Furthermore, the things the author of the NYT piece complains about are exactly the things that even the simplest machine learning algorithms handle easily. I'm worried articles like this will hold back the adoption of effective analytics in medicine, since doctors have no understanding of modern machine learning technology and as a result make wildly incorrect assumptions about the limitations of our ability to use data to support clinical decisions.

1 comments

I think that people often miss why people go to doctors in the first place and why they trust them. In society a doctor was historically always a very well respected individual. I think it's worth reflecting on that. Why were they respected? Did it help the patient that they were respected?

Considering the impact of placebo medicines, I can't help but wonder if there's an element of psychology that needs to be noticed and addressed here (and whether it is actually key that a doctor is respected (for the right reasons, obviously. Specifically: that they will be able to address the problem addressed to them)). My hypothesis is that a good doctor is someone who asks the right questions but also looks for questions that need to be asked for that individual's needs.

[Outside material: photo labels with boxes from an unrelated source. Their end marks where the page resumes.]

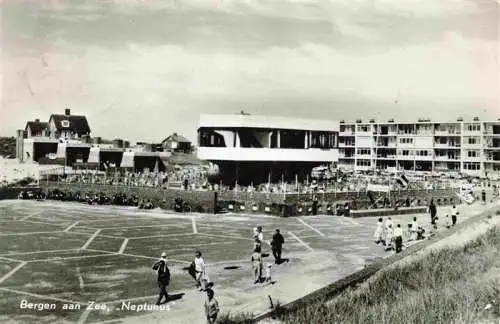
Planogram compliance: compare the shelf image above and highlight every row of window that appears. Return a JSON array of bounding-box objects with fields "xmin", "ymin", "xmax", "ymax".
[{"xmin": 348, "ymin": 160, "xmax": 481, "ymax": 171}]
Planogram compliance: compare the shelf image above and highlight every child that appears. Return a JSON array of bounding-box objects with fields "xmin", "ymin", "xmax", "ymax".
[
  {"xmin": 373, "ymin": 218, "xmax": 384, "ymax": 244},
  {"xmin": 205, "ymin": 288, "xmax": 219, "ymax": 324},
  {"xmin": 265, "ymin": 263, "xmax": 272, "ymax": 284},
  {"xmin": 445, "ymin": 214, "xmax": 451, "ymax": 228}
]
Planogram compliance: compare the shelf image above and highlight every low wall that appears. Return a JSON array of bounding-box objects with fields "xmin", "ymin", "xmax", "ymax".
[
  {"xmin": 40, "ymin": 183, "xmax": 215, "ymax": 213},
  {"xmin": 0, "ymin": 187, "xmax": 25, "ymax": 200},
  {"xmin": 350, "ymin": 207, "xmax": 427, "ymax": 218},
  {"xmin": 40, "ymin": 181, "xmax": 458, "ymax": 216},
  {"xmin": 253, "ymin": 207, "xmax": 500, "ymax": 323}
]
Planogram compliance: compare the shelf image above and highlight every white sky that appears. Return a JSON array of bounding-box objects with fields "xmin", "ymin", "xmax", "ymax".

Example: the patient has the symptom of a broken arm, but why is that. Is there something more here? Is there some form of domestic violence involved? Or... do they have a weakness in the opposite arm, and when cycling they are more likely to fall off.

One of my doctor friends said to me that they'd recently shown that the better the Doctor communicates with a patient, the lower the chance of lawsuits. I like to call it 'managing expectations', from the whole project managementy world although someone will shoot me for saying that!

It may well be the case that on paper checklists work best, but I assert that there's a lot more personality and social interaction to a doctor than anyone initially realises. The challenge in this space is marrying the two concepts.